ST. MARY’S CITY – The project was simple. Transform a tennis court into a small parking lot. A little digging, a little paving, an in-and-out job.
No one, certainly not the St. Mary’s College of Maryland crew doing the construction, expected to uncover the 17th century foundation of the state’s first prison.
Hundreds of times a year across the state, historical archeologists with an eye to the past engage in a high stakes tango with forward-looking developers. But perhaps nowhere in Maryland is the dance danced more frequently than in St. Mary’s City — where a rapidly growing public liberal arts college sits atop one of the state’s most important historical sites.
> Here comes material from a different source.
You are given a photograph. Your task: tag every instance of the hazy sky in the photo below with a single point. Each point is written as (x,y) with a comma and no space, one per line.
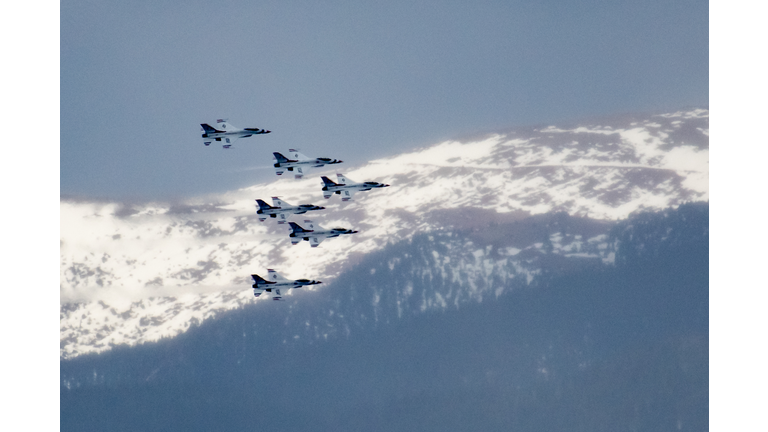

The 1994 prison discovery proved an important find, said Henry Miller, director of research for Historic St. Mary’s City — Maryland’s first capital from 1634 to 1695.
“It was a key part of the town plan,” he said.
Since 1985, the college has almost doubled its interior space — including a new student center, a revamped social science building, and student townhouses. A new gym and more student residences are on the way. All that construction had to be done with deference to history, said Chip Jackson, the college’s associate vice president for facilities.
“Is it a challenge? Of course it’s a challenge. Is it a good challenge? Is it the right challenge? Of course it is,” he said.
Initially, the college paid little attention to the historical value of the land that it was developing, which angered HSMC, Miller said. By the mid-90s that attitude changed.
The school has now funneled $800,000 to HSMC to survey the entire campus for artifact-rich sites before development takes place. The project is 90 percent complete, Miller said.
During major construction projects near especially important areas, the school sometimes picks up the tab for HSMC “watchers” — trained archeologists who can temporarily halt construction if workers find an artifact missed in the initial survey. Jackson also said contractors are occasionally ordered to use techniques and tools that are slower and less efficient, but have less chance of hurting something of historical importance.
St. Mary’s City may be a rich source of archeological gems, but such finds can occur anywhere.
Almost every medium to large-scale business or residential development project has to comply with a host of federal, state, and in the case of Anne Arundel, county laws protecting historical sites. Compliance means the developer must, at minimum, conduct a historical study or site survey for important artifacts. If important artifacts are found, the developer must redesign the project to leave the site intact, or, in very rare cases, remove the artifacts.
The latter, which is known as “data recovery,” rarely happens, said Beth Cole, administrator of project review and compliance for the Maryland Historical Trust. The trust is a state agency that monitors compliance with state and federal historical preservation laws.
“We review about 4,000 projects a year,” she said. “The number that go to data recovery is less than 10.”
R. Christopher Goodwin, an archeologist whose Frederick-based R. Christopher Goodwin and Associates helps developers comply with the federal and state laws, said many of his clients do site surveys soon after purchasing property.
“You want to know whether or not you have any issues before you get down the road,” he said.
Developers are sometimes rewarded for their archeological efforts. For example, if a sensitive site is found and preserved, the untouched easement usually counts towards the development’s green space requirements. If the developer foots the bill to uncover artifacts, a tax break can result if the historical items are turned over to the state.
But Marshall Zinn, a project manager for Columbia-based Russett Center Ltd. Partnership, said the developments that he’s worked on have received little tangible benefit from archeological finds.
“There’s definitely a cost associated with it,” he said.
Discoveries of Native American sites delayed one of his company’s largest developments, Russett, a planned 613-acre, 3,800-unit community near Laurel built over 13 years.
The finds, “didn’t do a whole lot for the project,” he said. “We used it in some of our marketing, naming streets. But it didn’t make a huge contribution in our ability to sell lots, or the developer’s ability to sell homes.”
As for tax breaks, Zinn said they never materialized. In that case, the archeological expenditures were “just the cost of doing business,” he said.
Nonetheless, Goodwin said an early discovery in the planning phase can save money in the construction phase.
“It’s important to not have to stop during a project to consult with the state agency,” he said.
In financial terms, “That can be a nightmare situation,” he said.
Many anti-development activists look to an archeological discovery to stop a project, but Cole said that almost never happens.
“The laws aren’t set up to stop development, but to preserve archeology,” she said. “Ultimately, the development will go forward.”
Which is what happened to the St. Mary’s College parking lot, Miller said.
“The prison was literally right under a road,” he said.
The brick foundation was uncovered and removed for preservation and future study and the parking lot was built. Laughing in mock disbelief, he added, “they wanted to use the darn road still, you know.”